The consent and confirmation given by shareholders in their subscription agreements to other previously executed agreements which are incorporated by reference must of necessity be narrowly construed. Such consent cannot be dichotomized to preserve to the promoters the profits realizable upon those provisions in the original contract that were preserved in the later one, while at the same time imposing upon the promoters fiduciary responsibilities only as to the added provisions of the subsequent contract. As is the case with sureties, liberties may not be taken with assent previously given (Becker v. Faber, 280 N. Y. 146; Antisdel v. Williamson, 165 N. Y. 372). The promoters whose profits under the original contract were unquestionably sealed off against tenant stockholder challenge, may have exposed those profits to fiduciary accounting by entering into the new agreement. A change or variation in the agreement expressing the underlying transaction might vitiate the original consent and effect a release from binding obligations arising thereunder unless consent is obtained anew. Ratification is the expression of acquiescence in past transactions (King v. MacKellar, 109 N. Y. 215, 223; Stevens v. Melcher, 80 Hun 514; 75 C. J. S., Ratification, pp. 608-610). It presupposes *249knowledge of past transactions, actual or constructive, not prescience.
Hence, when subsequent transactions were contracted for and concluded, after tenant shareholders had come into the picture, fiduciary obligation did exist. Defendants were legally entitled to retain without attack whatever profits accrued from contracts entered into when there were no other stockholders, provided such contracts were disclosed to and ratified by the shareholders. If, however, such ratified contracts never came to fruition, but were replaced by others, a different result might follow.

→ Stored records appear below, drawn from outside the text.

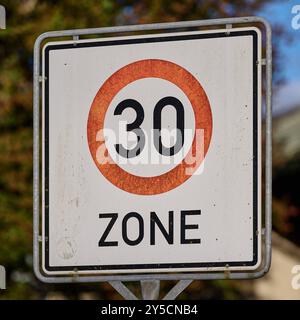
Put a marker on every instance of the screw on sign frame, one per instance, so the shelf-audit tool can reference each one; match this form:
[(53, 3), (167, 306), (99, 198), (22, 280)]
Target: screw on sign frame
[(150, 68), (186, 278)]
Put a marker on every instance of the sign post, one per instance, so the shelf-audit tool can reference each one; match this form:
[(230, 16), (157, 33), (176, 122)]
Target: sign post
[(151, 162)]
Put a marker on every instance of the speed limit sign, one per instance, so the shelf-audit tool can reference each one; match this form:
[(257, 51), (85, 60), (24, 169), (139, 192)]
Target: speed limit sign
[(151, 153)]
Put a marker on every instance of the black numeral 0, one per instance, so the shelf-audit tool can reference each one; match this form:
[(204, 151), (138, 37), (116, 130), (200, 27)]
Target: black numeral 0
[(135, 126)]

Differences in the date of the agreement, the contract price, or the entity with which it is made might have resulted in the withholding of assent when such changes were proposed. After other shareholders have appeared on the scene, the traditional fiduciary obligations of disclosure and accountability for secret profits of which other shareholders had no notice come into play (Northridge Coop. Section No. 1 v. 32nd Ave. Constr. Corp., 2 N Y 2d 514, 527, supra; 1 Fletcher, Cyclopedia Corporations, §§ 192, 193).
‘ ‘ Sham matter is that which is good in form but false in fact, and which is demonstratively false as to leave no reasonable doubt in the mind of the court as to its falsity ” (Santasiero v. Briggs, 278 App. Div. 15, 21). Defendants contend in essence that the paragraphs of the complaint under review are sham because they are repetitious of the matter previously stricken from the original complaint. Whatever other theories defendants may reserve for trial, the argument that these paragraphs are sham can be sustained only upon a clear showing that the construction contract sued upon is the same as the earlier one accepted and confirmed by the subscribers; and under which this court has earlier upheld defendants’ right to realize profits.

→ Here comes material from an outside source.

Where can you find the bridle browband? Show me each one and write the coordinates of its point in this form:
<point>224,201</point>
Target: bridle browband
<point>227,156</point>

The allegations challenged cannot be held sham at this stage of the litigation. The May 2, 1951 contract provided for a moderate reduction in total price, but also required the contractor to build a substantially smaller number of apartments. The later agreement was with a different construction company, perhaps less experienced, competent and reliable than the original contractor. The considerable interval in time between the two contracts, with consequent fluctuation in cost of labor and material, may have reflected on the fairness of the contract price under subsequent market conditions.
A resolution of the factual questions involved cannot be made adequately upon a motion of this nature. The order appealed from should be affirmed, upon the law and the facts, ydtb costs to plaintiff-respondent.